Clogher Church (in ruins), Clogher, Co. Tipperary
Co. Tipperary |
Churches & Chapels
At the southern end of a north-south ridge in County Tipperary, a ruined limestone church sits with views rolling out in every direction, paired with a castle and bawn roughly 250 metres to the north along the same ridge.
A bawn is the fortified enclosure attached to a tower house or castle, and the proximity of church to castle here, linked by what appears to be a surviving trace of an old roadway across the intervening field, gives the site something of the feel of a planned landscape, two institutions of authority arranged along a spine of high ground.

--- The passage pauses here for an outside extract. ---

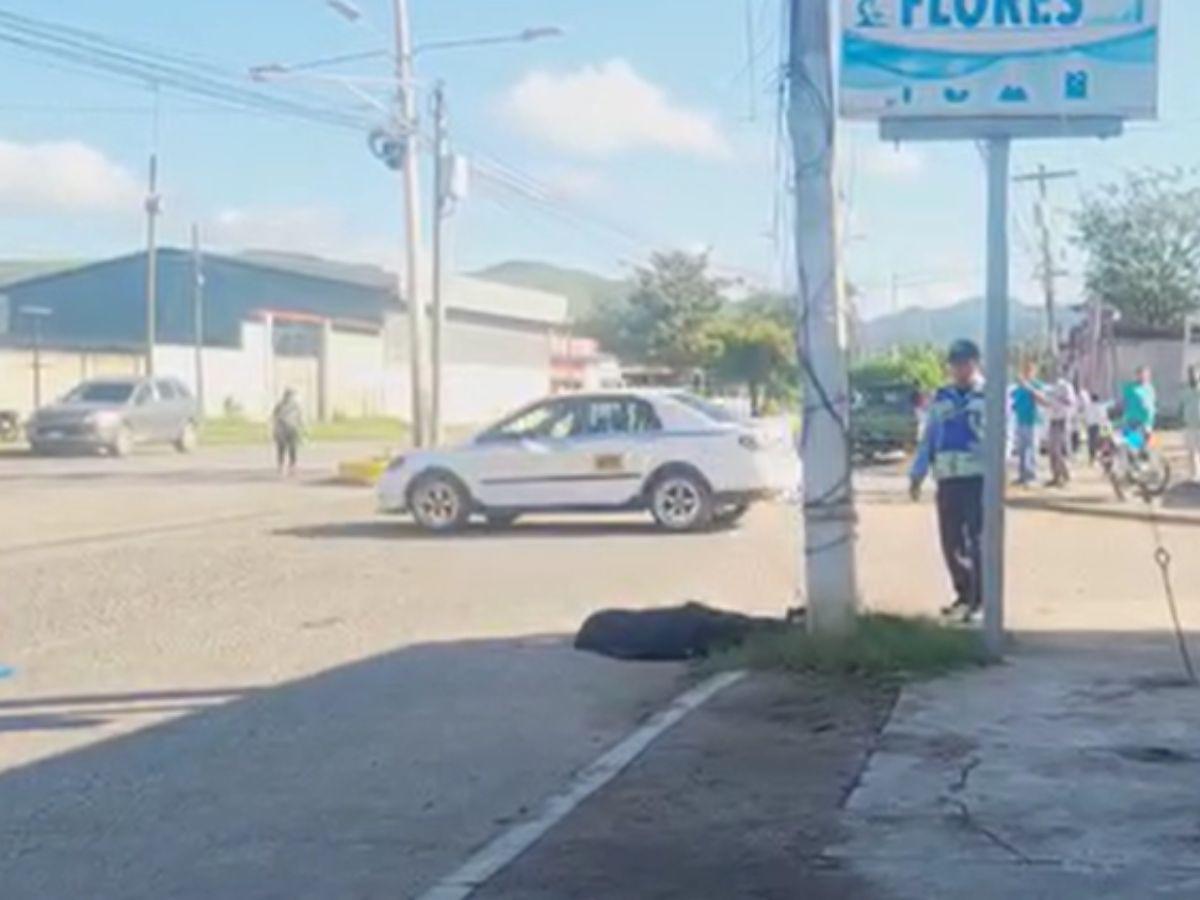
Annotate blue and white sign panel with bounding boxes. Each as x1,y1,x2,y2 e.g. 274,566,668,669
841,1,1160,120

The church is rectangular, measuring approximately 10 metres north to south and nearly 22 metres east to west, built from roughly coursed limestone masonry with a base-batter, meaning the walls angle slightly outward at their base for added stability. Two doorways face each other across the interior, set west of centre in the north and south walls. The southern doorway was reconstructed during a clean-up scheme in 1991, while only the lower jambs of a chamfered limestone doorway remain on the north side. A chamfered edge is one cut at an angle, a small decorative and structural refinement that hints at more careful original craftsmanship than what now survives. The east gable has been reduced to just four courses of stone, and the original east window is entirely gone. There is a small rectangular aumbry, a recessed wall cupboard used to store liturgical vessels, at the east end of the south wall. When John O'Donovan recorded the site in the nineteenth century, published later in O'Flanagan's 1930 edition of his Tipperary letters, he found it already well gone, describing it as an uninteresting ruin of around three centuries' age with all its features destroyed and a large gap in the east gable. The west wall's interior face was repointed during the 1991 works, so what a visitor sees today is partly the result of that intervention as much as time.